Political row over French bankers' bonus spree

7th August 2009, Comments 0 comments

French President Nicolas Sarkozy has led calls for tighter international regulation of bankers' bonuses, amid mounting public anger at the financial sector.

Paris – A political row erupted on Thursday in France as banks began to hand out huge staff bonuses, just months after their state bail-out and while job losses continued apace in the struggling real economy.

On the international stage, President Nicolas Sarkozy has led calls for tighter regulation of bankers' bonuses and has promised to control them at home, amid mounting public anger at the financial sector.
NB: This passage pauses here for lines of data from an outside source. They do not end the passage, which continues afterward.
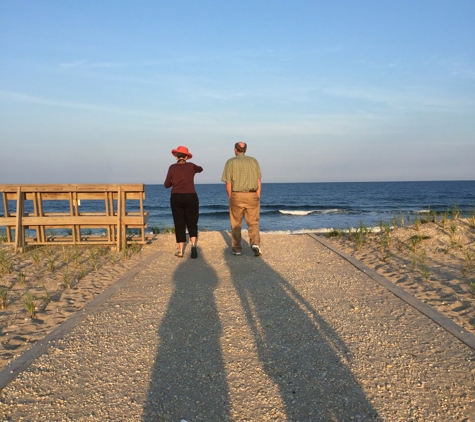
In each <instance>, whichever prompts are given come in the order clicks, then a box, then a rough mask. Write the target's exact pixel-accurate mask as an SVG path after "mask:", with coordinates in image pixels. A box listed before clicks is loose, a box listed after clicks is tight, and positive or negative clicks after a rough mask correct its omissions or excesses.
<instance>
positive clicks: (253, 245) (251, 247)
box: [251, 245, 262, 256]
mask: <svg viewBox="0 0 475 422" xmlns="http://www.w3.org/2000/svg"><path fill="white" fill-rule="evenodd" d="M251 249H252V252H254V256H261V255H262V253H261V249H260V248H259V246H257V245H252V246H251Z"/></svg>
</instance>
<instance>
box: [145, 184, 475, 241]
mask: <svg viewBox="0 0 475 422" xmlns="http://www.w3.org/2000/svg"><path fill="white" fill-rule="evenodd" d="M195 187H196V191H197V193H198V197H199V200H200V221H199V229H200V230H229V228H230V224H229V214H228V198H227V195H226V191H225V187H224V183H219V184H196V185H195ZM145 190H146V200H145V208H146V211H148V212H149V213H150V220H149V227H158V228H161V227H172V226H173V219H172V216H171V211H170V205H169V197H170V189H165V188H164V187H163V185H146V189H145ZM454 207H456V208H458V209H460V211H461V212H462V214H465V215H469V214H470V212H473V211H474V210H475V181H474V180H461V181H422V182H417V181H416V182H313V183H312V182H308V183H263V184H262V195H261V219H260V226H261V230H262V231H264V232H288V233H297V232H305V231H316V230H328V229H348V228H349V227H357V226H359V225H360V224H364V225H366V226H368V227H369V226H371V227H376V226H378V225H379V224H380V222H381V221H383V222H389V223H390V222H391V221H392V220H393V219H394V218H395V217H398V218H400V217H401V216H404V217H405V218H408V219H409V220H411V219H414V218H415V217H416V216H417V215H420V214H421V213H425V212H429V211H436V212H438V213H441V212H444V211H449V210H451V209H453V208H454ZM245 227H246V225H245V223H243V228H245Z"/></svg>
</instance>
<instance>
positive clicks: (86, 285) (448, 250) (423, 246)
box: [0, 219, 475, 369]
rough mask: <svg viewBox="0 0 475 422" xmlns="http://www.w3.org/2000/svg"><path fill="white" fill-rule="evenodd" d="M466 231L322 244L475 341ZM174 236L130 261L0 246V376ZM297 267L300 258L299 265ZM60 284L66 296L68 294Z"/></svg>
mask: <svg viewBox="0 0 475 422" xmlns="http://www.w3.org/2000/svg"><path fill="white" fill-rule="evenodd" d="M471 223H472V222H471V220H468V219H463V220H462V219H457V220H456V221H447V222H446V224H445V228H444V226H443V223H442V222H440V221H439V222H430V223H426V224H420V226H419V225H416V226H415V225H405V226H403V227H395V228H394V227H393V228H392V229H391V231H390V233H389V237H388V236H387V235H386V234H385V232H384V230H383V231H381V232H379V233H367V234H366V235H365V236H364V243H362V244H361V245H358V244H357V241H356V236H355V234H353V236H352V239H348V234H342V233H339V235H340V236H334V237H328V236H325V239H326V240H327V241H329V242H331V243H332V244H334V245H335V246H336V247H337V248H339V249H340V250H341V251H343V252H345V253H347V254H349V255H351V256H354V257H355V258H356V259H358V260H360V261H361V262H362V263H364V264H365V265H367V266H368V267H370V268H372V269H374V270H375V271H376V272H377V273H379V274H380V275H382V276H384V277H385V278H386V279H388V280H389V281H391V282H392V283H394V284H395V285H397V286H400V287H402V288H403V289H404V290H405V291H407V292H408V293H410V294H411V295H413V296H415V297H416V298H418V299H419V300H421V301H423V302H424V303H426V304H428V305H429V306H431V307H432V308H433V309H435V310H437V311H438V312H440V313H442V314H443V315H445V316H447V317H448V318H450V319H451V320H453V321H454V322H455V323H456V324H458V325H460V326H461V327H463V328H464V329H466V330H467V331H468V332H471V333H473V334H475V229H474V227H473V224H472V225H471ZM416 227H417V228H416ZM173 236H174V235H172V234H160V235H156V236H155V237H154V239H153V240H152V241H151V244H148V245H144V246H141V247H137V250H135V249H134V250H135V252H136V253H134V250H129V253H128V254H127V256H126V254H124V253H123V252H122V253H115V252H111V251H110V249H109V248H107V247H94V246H89V247H81V248H75V247H73V246H69V247H67V246H48V247H42V248H38V249H37V250H36V252H35V250H32V251H30V252H27V253H24V254H16V255H15V254H14V253H13V248H12V246H10V245H6V244H0V254H1V255H0V257H3V259H2V260H0V263H1V262H7V261H10V264H11V265H10V270H9V274H6V273H5V270H4V269H2V266H0V273H1V274H2V276H1V278H0V289H1V288H2V287H3V288H7V289H8V296H7V307H6V308H5V309H3V310H1V311H0V369H1V368H3V367H4V366H5V365H6V364H7V363H8V362H10V361H11V360H13V359H14V358H16V357H17V356H19V355H20V354H21V353H22V352H23V351H25V350H27V349H28V348H29V347H30V346H31V345H32V344H34V343H35V342H36V341H38V340H39V339H41V338H43V337H44V336H45V335H46V334H47V333H49V332H50V331H51V330H52V329H53V328H55V327H56V326H57V325H58V324H60V323H61V322H63V321H64V320H66V319H67V318H68V317H69V316H70V315H72V314H73V313H74V312H77V311H78V310H80V309H81V308H82V307H84V306H85V305H86V304H87V303H88V302H90V301H91V299H92V298H94V297H95V296H97V295H98V294H99V293H101V292H102V291H103V290H104V289H106V288H107V287H109V286H110V285H111V284H112V283H114V281H115V280H117V279H118V278H119V277H120V276H122V275H123V274H124V273H125V272H127V271H128V270H129V269H130V268H132V267H133V266H135V265H136V264H137V263H138V262H140V261H141V260H143V259H145V258H146V257H147V256H149V255H150V254H151V253H153V252H154V251H156V250H157V247H160V246H159V245H160V244H161V243H163V242H161V241H160V240H163V239H164V238H167V239H168V238H172V239H173ZM284 238H285V237H284ZM411 239H416V240H411ZM418 239H419V240H418ZM168 241H169V240H167V242H168ZM210 246H211V245H210ZM172 247H173V246H172ZM203 247H207V245H203ZM36 257H38V258H36ZM36 261H38V264H36V263H35V262H36ZM52 261H54V269H53V270H52V271H51V270H50V268H49V267H50V266H51V262H52ZM298 261H299V258H298V257H297V258H296V265H298ZM22 275H24V279H23V276H22ZM65 279H69V283H71V285H70V288H66V287H65ZM471 283H473V284H471ZM28 294H29V295H31V297H33V298H34V302H35V309H36V315H35V317H34V318H30V317H29V316H28V312H27V310H26V309H25V304H24V302H23V299H24V298H25V296H26V295H28ZM47 296H50V299H49V300H47V298H46V297H47Z"/></svg>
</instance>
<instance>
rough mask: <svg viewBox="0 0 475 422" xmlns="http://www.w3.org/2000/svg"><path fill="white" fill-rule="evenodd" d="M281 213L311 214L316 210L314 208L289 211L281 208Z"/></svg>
mask: <svg viewBox="0 0 475 422" xmlns="http://www.w3.org/2000/svg"><path fill="white" fill-rule="evenodd" d="M279 212H280V213H281V214H288V215H309V214H311V213H312V212H315V211H314V210H311V211H298V210H296V211H287V210H279Z"/></svg>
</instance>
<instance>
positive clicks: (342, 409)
mask: <svg viewBox="0 0 475 422" xmlns="http://www.w3.org/2000/svg"><path fill="white" fill-rule="evenodd" d="M222 235H223V237H224V239H225V241H226V243H227V244H228V246H229V248H230V247H231V239H230V236H229V234H227V233H226V232H222ZM229 250H230V249H229ZM229 250H228V251H226V252H225V253H224V257H225V260H226V262H227V264H228V267H229V269H230V273H231V278H232V282H233V284H234V287H235V289H236V291H237V294H238V296H239V298H240V301H241V304H242V307H243V309H244V312H245V314H246V318H247V321H248V325H249V327H250V329H251V330H252V334H253V336H254V340H255V344H256V347H257V353H258V356H259V359H260V361H261V362H262V365H263V368H264V370H265V372H266V374H267V376H268V377H270V378H271V379H272V380H273V381H274V382H275V384H276V385H277V386H278V388H279V391H280V396H281V400H282V403H283V404H284V407H285V412H286V416H287V420H294V421H347V420H351V418H355V420H357V419H359V418H361V419H360V420H380V418H379V417H378V415H377V412H376V410H375V409H374V408H373V407H372V405H371V403H370V402H369V401H368V400H367V398H366V396H365V394H364V391H363V390H362V389H361V387H360V386H359V384H358V382H357V380H356V379H355V378H354V376H353V374H352V373H351V371H350V370H349V368H348V363H349V360H350V359H351V356H350V355H349V352H348V350H347V348H346V347H345V344H344V342H343V341H342V340H341V338H340V337H339V336H338V334H337V333H336V332H335V331H334V330H333V329H332V328H331V327H330V326H329V325H328V324H327V323H326V322H325V320H324V319H323V318H322V317H321V316H320V315H319V314H318V312H317V311H316V310H315V309H314V308H313V307H312V306H311V304H309V303H308V302H307V301H306V300H305V299H304V298H303V297H302V296H301V295H300V294H299V292H298V291H297V290H296V289H295V288H294V287H293V286H292V285H291V284H290V283H289V281H288V280H286V279H284V278H283V277H282V276H281V275H279V274H278V273H277V272H276V271H274V270H273V269H272V268H270V267H269V266H268V265H267V264H265V263H264V261H263V259H260V258H254V257H246V256H241V257H235V256H233V255H232V254H231V253H229ZM249 253H250V252H249ZM243 255H244V254H243ZM296 265H298V263H296ZM315 276H316V277H318V274H316V275H315ZM357 415H359V416H357Z"/></svg>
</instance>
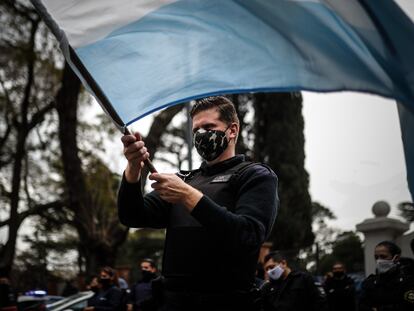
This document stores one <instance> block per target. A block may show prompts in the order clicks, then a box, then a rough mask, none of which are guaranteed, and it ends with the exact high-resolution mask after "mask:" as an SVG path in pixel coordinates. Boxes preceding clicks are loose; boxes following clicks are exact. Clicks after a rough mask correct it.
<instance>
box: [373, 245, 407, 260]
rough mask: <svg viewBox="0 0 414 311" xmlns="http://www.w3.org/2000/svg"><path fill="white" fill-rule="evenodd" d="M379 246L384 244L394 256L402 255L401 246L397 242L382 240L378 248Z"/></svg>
mask: <svg viewBox="0 0 414 311" xmlns="http://www.w3.org/2000/svg"><path fill="white" fill-rule="evenodd" d="M378 246H384V247H386V248H387V249H388V251H389V252H390V254H391V255H392V256H393V257H394V256H395V255H401V248H399V247H398V245H397V244H395V243H394V242H391V241H382V242H380V243H378V244H377V246H375V248H377V247H378Z"/></svg>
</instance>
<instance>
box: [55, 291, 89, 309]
mask: <svg viewBox="0 0 414 311" xmlns="http://www.w3.org/2000/svg"><path fill="white" fill-rule="evenodd" d="M93 294H94V293H93V292H92V291H86V292H79V293H77V294H75V295H72V296H69V297H66V298H63V299H61V300H59V301H57V302H55V303H52V304H49V305H48V306H47V311H69V310H70V311H82V310H83V309H84V308H85V307H86V306H87V305H88V299H89V298H91V297H92V296H93Z"/></svg>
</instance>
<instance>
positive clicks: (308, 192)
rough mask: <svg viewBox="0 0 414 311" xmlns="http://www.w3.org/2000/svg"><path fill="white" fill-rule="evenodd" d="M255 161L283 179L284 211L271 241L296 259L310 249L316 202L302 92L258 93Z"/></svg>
mask: <svg viewBox="0 0 414 311" xmlns="http://www.w3.org/2000/svg"><path fill="white" fill-rule="evenodd" d="M253 106H254V109H255V116H254V137H255V140H254V159H255V160H256V161H260V162H264V163H266V164H268V165H269V166H270V167H271V168H272V169H273V170H274V171H275V172H276V174H277V175H278V178H279V199H280V208H279V210H278V215H277V219H276V222H275V225H274V227H273V232H272V234H271V236H270V238H269V239H270V240H271V241H272V242H273V243H274V248H276V249H281V250H289V251H291V254H292V256H293V257H294V256H296V254H297V253H298V252H299V250H300V249H301V248H304V247H307V246H310V245H311V244H312V243H313V240H314V234H313V233H312V227H311V224H312V214H311V213H312V203H311V198H310V195H309V192H308V188H309V176H308V174H307V172H306V170H305V167H304V165H305V163H304V161H305V153H304V142H305V139H304V134H303V128H304V122H303V116H302V96H301V94H300V93H268V94H264V93H259V94H255V96H254V101H253Z"/></svg>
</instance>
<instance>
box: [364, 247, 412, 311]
mask: <svg viewBox="0 0 414 311" xmlns="http://www.w3.org/2000/svg"><path fill="white" fill-rule="evenodd" d="M375 260H376V273H375V274H371V275H370V276H368V278H366V279H365V280H364V282H363V283H362V292H361V298H360V303H359V310H360V311H372V310H375V311H408V310H411V311H412V310H414V273H413V260H412V259H409V258H401V249H400V248H399V247H398V246H397V245H396V244H394V243H393V242H390V241H383V242H381V243H379V244H378V245H377V246H376V247H375Z"/></svg>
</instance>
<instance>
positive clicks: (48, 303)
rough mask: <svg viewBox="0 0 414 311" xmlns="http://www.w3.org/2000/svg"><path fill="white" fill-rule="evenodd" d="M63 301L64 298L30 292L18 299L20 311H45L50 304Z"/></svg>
mask: <svg viewBox="0 0 414 311" xmlns="http://www.w3.org/2000/svg"><path fill="white" fill-rule="evenodd" d="M61 299H63V297H62V296H53V295H47V294H46V292H45V291H29V292H26V293H25V294H24V295H21V296H19V297H17V308H18V310H19V311H44V310H46V309H47V306H48V305H49V304H52V303H55V302H57V301H59V300H61Z"/></svg>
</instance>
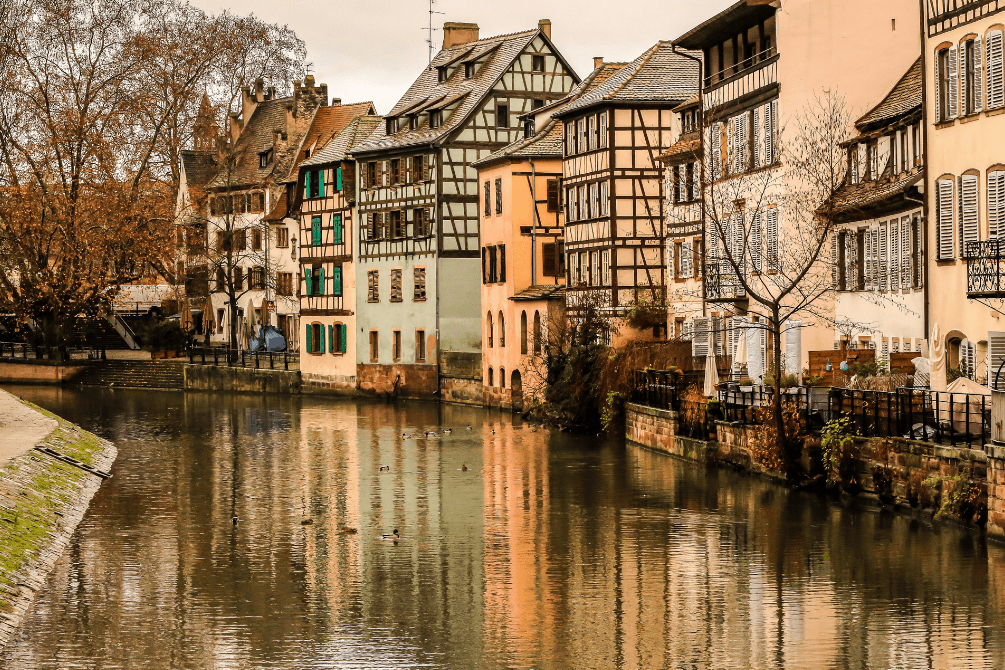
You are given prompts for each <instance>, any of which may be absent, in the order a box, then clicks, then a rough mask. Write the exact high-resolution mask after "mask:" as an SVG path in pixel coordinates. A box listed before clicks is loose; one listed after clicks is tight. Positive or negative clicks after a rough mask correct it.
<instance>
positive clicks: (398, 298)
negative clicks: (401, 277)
mask: <svg viewBox="0 0 1005 670" xmlns="http://www.w3.org/2000/svg"><path fill="white" fill-rule="evenodd" d="M401 292H402V291H401V268H400V267H395V268H392V269H391V302H401Z"/></svg>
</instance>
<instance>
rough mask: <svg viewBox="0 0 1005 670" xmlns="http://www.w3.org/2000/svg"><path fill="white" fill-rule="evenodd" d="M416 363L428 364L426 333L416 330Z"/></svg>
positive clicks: (423, 331) (415, 333)
mask: <svg viewBox="0 0 1005 670" xmlns="http://www.w3.org/2000/svg"><path fill="white" fill-rule="evenodd" d="M415 362H416V363H425V362H426V331H425V330H416V331H415Z"/></svg>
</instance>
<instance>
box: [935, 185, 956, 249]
mask: <svg viewBox="0 0 1005 670" xmlns="http://www.w3.org/2000/svg"><path fill="white" fill-rule="evenodd" d="M937 195H938V199H939V258H940V260H946V259H949V258H953V209H954V207H953V180H952V179H940V180H939V182H938V185H937Z"/></svg>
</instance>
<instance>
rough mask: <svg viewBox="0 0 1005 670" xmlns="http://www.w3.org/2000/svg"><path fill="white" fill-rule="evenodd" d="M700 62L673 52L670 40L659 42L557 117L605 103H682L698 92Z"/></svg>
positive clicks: (571, 105)
mask: <svg viewBox="0 0 1005 670" xmlns="http://www.w3.org/2000/svg"><path fill="white" fill-rule="evenodd" d="M697 74H698V67H697V63H696V62H694V61H693V60H691V59H689V58H685V57H684V56H682V55H680V54H679V53H674V52H673V45H672V44H670V42H665V41H661V42H657V43H656V44H655V45H654V46H652V47H650V48H649V49H648V50H646V52H645V53H643V54H642V55H640V56H639V57H638V58H636V59H635V60H633V61H632V62H630V63H629V64H628V65H626V66H624V67H622V68H621V69H620V70H619V71H618V72H617V74H615V75H614V76H612V77H610V78H609V79H608V80H607V81H605V82H604V83H603V84H602V85H599V86H597V87H596V88H594V89H592V90H590V91H588V92H586V93H584V94H583V95H580V96H579V97H578V98H577V99H576V100H575V101H574V102H572V103H571V104H569V106H567V107H565V108H564V109H562V110H561V111H559V113H558V115H557V116H564V115H569V114H573V113H575V111H578V110H580V109H584V108H586V107H589V106H593V105H594V104H600V103H602V102H629V103H630V102H668V103H672V104H679V103H681V102H683V101H684V100H686V99H687V98H688V97H690V96H691V95H693V94H694V93H696V92H697Z"/></svg>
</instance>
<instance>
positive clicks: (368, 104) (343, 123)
mask: <svg viewBox="0 0 1005 670" xmlns="http://www.w3.org/2000/svg"><path fill="white" fill-rule="evenodd" d="M374 114H376V109H375V108H374V103H373V102H354V103H352V104H333V105H331V106H323V107H318V110H317V111H316V113H315V118H314V121H312V122H311V128H310V129H308V132H307V133H306V134H305V135H304V140H303V141H302V142H300V147H299V151H297V152H296V158H295V159H294V160H293V164H292V165H291V166H289V174H288V176H287V177H286V180H285V181H295V180H296V171H297V169H298V168H299V166H300V164H302V163H304V162H305V161H307V160H309V159H307V158H305V151H306V150H309V149H310V150H311V156H312V158H313V157H314V156H315V154H316V153H317V152H318V151H320V150H321V149H322V148H323V147H326V146H328V145H330V144H331V143H332V141H333V140H334V139H335V138H336V137H337V136H338V135H339V134H341V133H342V131H343V130H345V129H346V127H348V126H349V125H350V124H351V123H352V122H353V120H354V119H356V118H357V117H359V116H361V115H374ZM312 165H314V164H312Z"/></svg>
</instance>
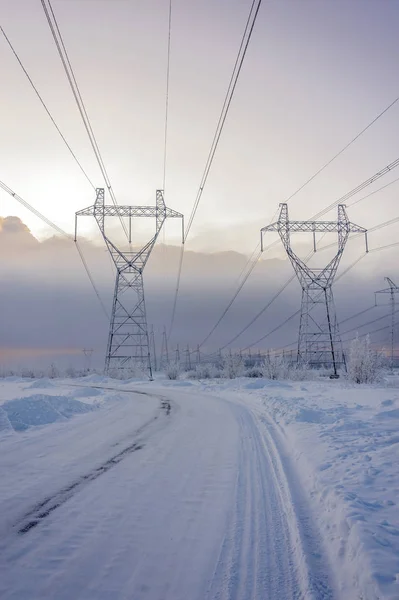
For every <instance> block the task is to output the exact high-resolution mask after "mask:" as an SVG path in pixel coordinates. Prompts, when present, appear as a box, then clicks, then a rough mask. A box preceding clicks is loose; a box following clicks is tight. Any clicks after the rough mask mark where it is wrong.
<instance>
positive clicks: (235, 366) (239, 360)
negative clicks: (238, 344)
mask: <svg viewBox="0 0 399 600" xmlns="http://www.w3.org/2000/svg"><path fill="white" fill-rule="evenodd" d="M242 375H244V365H243V361H242V358H241V356H239V355H237V354H229V355H228V356H225V357H224V359H223V362H222V370H221V377H224V378H226V379H235V378H236V377H241V376H242Z"/></svg>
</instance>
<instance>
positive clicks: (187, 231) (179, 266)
mask: <svg viewBox="0 0 399 600" xmlns="http://www.w3.org/2000/svg"><path fill="white" fill-rule="evenodd" d="M261 4H262V0H253V2H252V5H251V9H250V11H249V15H248V19H247V22H246V25H245V29H244V34H243V36H242V39H241V43H240V47H239V50H238V54H237V57H236V61H235V63H234V68H233V72H232V75H231V78H230V82H229V85H228V88H227V92H226V96H225V99H224V102H223V106H222V110H221V113H220V116H219V120H218V123H217V126H216V131H215V135H214V137H213V140H212V144H211V149H210V151H209V154H208V158H207V161H206V163H205V169H204V172H203V175H202V178H201V182H200V185H199V189H198V192H197V195H196V198H195V201H194V205H193V208H192V211H191V214H190V217H189V221H188V225H187V228H186V231H185V234H184V239H183V246H182V250H181V257H180V264H179V271H178V275H177V284H176V290H175V297H174V301H173V309H172V317H171V324H170V328H169V334H168V337H169V338H170V336H171V333H172V330H173V325H174V321H175V314H176V306H177V298H178V294H179V289H180V280H181V271H182V267H183V258H184V246H185V242H186V240H187V237H188V235H189V233H190V230H191V226H192V224H193V221H194V218H195V215H196V213H197V209H198V206H199V203H200V201H201V197H202V194H203V191H204V187H205V185H206V182H207V179H208V175H209V172H210V170H211V166H212V163H213V159H214V157H215V153H216V150H217V147H218V144H219V141H220V137H221V135H222V131H223V128H224V124H225V122H226V118H227V115H228V112H229V108H230V105H231V102H232V99H233V96H234V92H235V89H236V86H237V81H238V78H239V76H240V72H241V69H242V65H243V63H244V59H245V56H246V53H247V49H248V45H249V42H250V40H251V37H252V32H253V30H254V26H255V22H256V19H257V16H258V13H259V9H260V6H261Z"/></svg>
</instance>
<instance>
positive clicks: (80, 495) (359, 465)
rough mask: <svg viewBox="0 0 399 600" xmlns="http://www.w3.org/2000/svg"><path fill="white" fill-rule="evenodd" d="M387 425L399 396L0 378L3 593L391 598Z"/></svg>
mask: <svg viewBox="0 0 399 600" xmlns="http://www.w3.org/2000/svg"><path fill="white" fill-rule="evenodd" d="M169 413H170V414H169ZM398 425H399V387H397V388H395V387H370V386H364V387H363V386H350V385H349V384H347V383H345V382H343V381H329V380H325V381H324V380H320V381H312V382H278V381H270V380H265V379H244V378H241V379H236V380H207V381H202V382H198V381H194V382H192V381H188V380H180V381H166V380H158V381H156V382H148V381H141V382H138V381H130V382H129V381H128V382H120V381H113V380H111V379H105V378H101V377H98V376H91V377H86V378H84V379H82V380H79V379H76V380H64V381H62V380H48V379H41V380H27V379H22V378H7V379H3V380H0V477H1V482H2V484H1V486H0V515H1V517H0V557H1V560H0V596H1V597H2V598H10V599H11V598H13V599H14V600H15V599H19V598H21V599H22V598H26V597H29V598H32V599H34V598H42V597H54V598H57V599H59V600H63V599H65V600H69V598H72V597H73V598H84V599H85V600H87V599H89V598H90V599H93V600H94V599H96V600H97V598H100V597H101V598H107V599H108V598H109V599H112V600H114V599H115V598H119V597H120V598H122V597H141V594H142V593H143V590H146V597H147V598H148V599H149V600H158V599H159V598H163V599H164V600H180V599H182V600H183V599H184V600H186V599H187V598H190V600H191V599H192V600H204V599H205V598H206V599H207V600H213V599H216V598H218V599H220V598H225V599H227V598H228V599H230V598H232V597H235V598H237V599H241V598H242V599H244V598H245V599H247V598H248V599H252V600H255V599H256V600H257V599H258V598H262V597H267V598H270V599H273V600H277V599H278V600H280V599H282V598H284V600H290V599H294V598H295V599H298V600H299V599H300V600H332V599H333V598H334V599H336V600H382V599H383V600H393V599H395V600H397V599H398V598H399V507H398V504H397V502H398V498H399V470H398V466H397V465H398V458H399V456H398V455H399V452H398V450H399V432H398ZM137 450H139V452H136V451H137Z"/></svg>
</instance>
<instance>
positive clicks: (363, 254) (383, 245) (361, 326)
mask: <svg viewBox="0 0 399 600" xmlns="http://www.w3.org/2000/svg"><path fill="white" fill-rule="evenodd" d="M393 246H399V242H395V243H393V244H386V245H383V246H378V247H376V248H371V249H370V250H369V252H368V253H369V254H370V253H371V252H379V251H380V250H385V249H387V248H391V247H393ZM365 256H366V253H363V254H362V255H361V256H360V257H358V258H357V259H356V260H354V261H353V262H352V263H351V264H350V265H349V266H348V267H347V268H346V269H345V270H344V271H342V273H340V274H339V276H338V277H337V279H336V281H339V280H340V279H341V278H342V277H344V276H345V275H346V274H347V273H348V272H349V271H350V270H351V269H353V267H355V266H356V265H357V263H359V262H360V261H361V260H362V259H363V258H364V257H365ZM373 308H375V305H373V306H370V307H368V308H366V309H364V310H362V311H360V312H357V313H355V314H354V315H351V316H350V317H347V318H346V319H344V320H343V321H341V322H340V325H342V324H343V323H346V322H347V321H350V320H351V319H354V318H355V317H359V316H360V315H362V314H364V313H366V312H368V311H370V310H371V309H373ZM398 310H399V309H398ZM300 312H301V311H300V309H299V310H297V311H295V312H294V313H293V314H292V315H290V316H289V317H288V318H287V319H285V321H283V322H282V323H281V324H280V325H278V326H277V327H275V328H274V329H273V330H272V331H269V332H268V333H267V334H266V335H265V336H263V337H262V338H260V339H258V340H257V341H256V342H253V343H252V344H250V345H249V346H246V347H245V348H244V350H248V349H249V348H252V347H253V346H256V345H257V344H258V343H259V342H261V341H263V340H264V339H266V338H267V337H269V336H270V335H271V334H272V333H275V331H277V330H278V329H280V328H281V327H283V326H284V325H285V324H286V323H287V322H288V321H290V320H291V319H293V318H294V317H295V316H297V315H298V314H299V313H300ZM376 320H378V319H376ZM374 322H375V321H371V322H369V323H366V324H365V325H368V324H371V323H374ZM360 327H362V325H361V326H360ZM354 329H356V327H354V328H353V329H352V330H350V331H353V330H354ZM346 333H349V331H345V332H344V333H343V334H342V335H345V334H346ZM295 344H296V342H291V343H289V344H286V345H285V346H282V348H288V347H289V346H293V345H295Z"/></svg>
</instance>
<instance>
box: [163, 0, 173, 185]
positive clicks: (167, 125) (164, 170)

Nevertheless, on Wednesday banking giant BNP Paribas, which last year was loaned EUR 5.1 billion (USD 7.3 billion) to see it through the global credit crunch, announced plans to pay employees EUR one billion in bonuses.

The bank insists it will abide by rules agreed by the G20 group of countries to reform the bonus culture, which is blamed by some for the cavalier risks taken by greedy traders that set the stage for the eventual crunch.

But, coming amid a recession and at a time when the collapse of numerous manufacturing businesses is driving up unemployment, the sheer scale of the pay-outs is likely to pose a political problem for Sarkozy's government.

Meanwhile, other French banks appear set to celebrate their own return to profit with yet more avalanches of cash for employees.

Leading Socialist lawmaker Jean-Marc Ayrault described BNP's bonus package as "profoundly scandalous", in an interview with Europe 1 radio.

"I demand the government force BNP to halt payment of these bonuses right away. If we return to the same habits we'll run into the same errors, the same problems," said Ayrault.

French Finance Minister Christine Lagarde, who will travel with Sarkozy next month to the G20 summit in Pittsburgh in order to promote tighter financial regulation, called on the central bank to review BNP's plan.

"Several banks are preparing decisions on the issue of remunerating their employees," she said, calling on the Banque de France "to exercise extreme vigilance and ensure the effective imposition of defined rules.

"France was the first marketplace to give itself rules on remuneration policies for these actors in order to halt payments not related to true performance nor responsible risk management," she insisted.

For its part, BNP Paribas said it was happy to open its books to the Banque de France's banking commission in order to demonstrate that the bonuses were justified and in line with the rules outlined by G20 leaders.

"We are one of the first banks in the world to have applied these rules retroactively after the decision at the start of 2009 about variable remuneration for 2008," a spokesman said.

BNP Paribas insists G20 leaders did not suppress bonus payments per se, but agreed to clamp down on guaranteed bonuses over multiple calendar or financial years, or their calculation on net earnings after write-downs on risk.

French bankers are worried that they could lose talented staff to US and British competitors if they are forced to cut back on performance-related bonuses more severely than their international rivals.

Britain is due to introduce its own code of conduct in the near future but the United States has held out against calls for tighter regulation.

"BNP Paribas is not a bank that overpays its people," said BNP board member Jean-Pierre Gianno. "But if the pay gap with other banks becomes too great, the traders won't stay."

With more than 17,000 employees in BNP's investment banking division to receive an average of EUR 59,000 (USD 85,000) each and with French jobless figures up 25 percent on June 2008, this argument is unlikely to impress voters.

The opposition Socialist Party was quick to release a statement arguing that the bank's profit of EUR 1.6 billion in the second quarter was thanks to last year's state bail-out rather than the talent of its traders.

The bank says it is paying above the market rate on its debt to the state.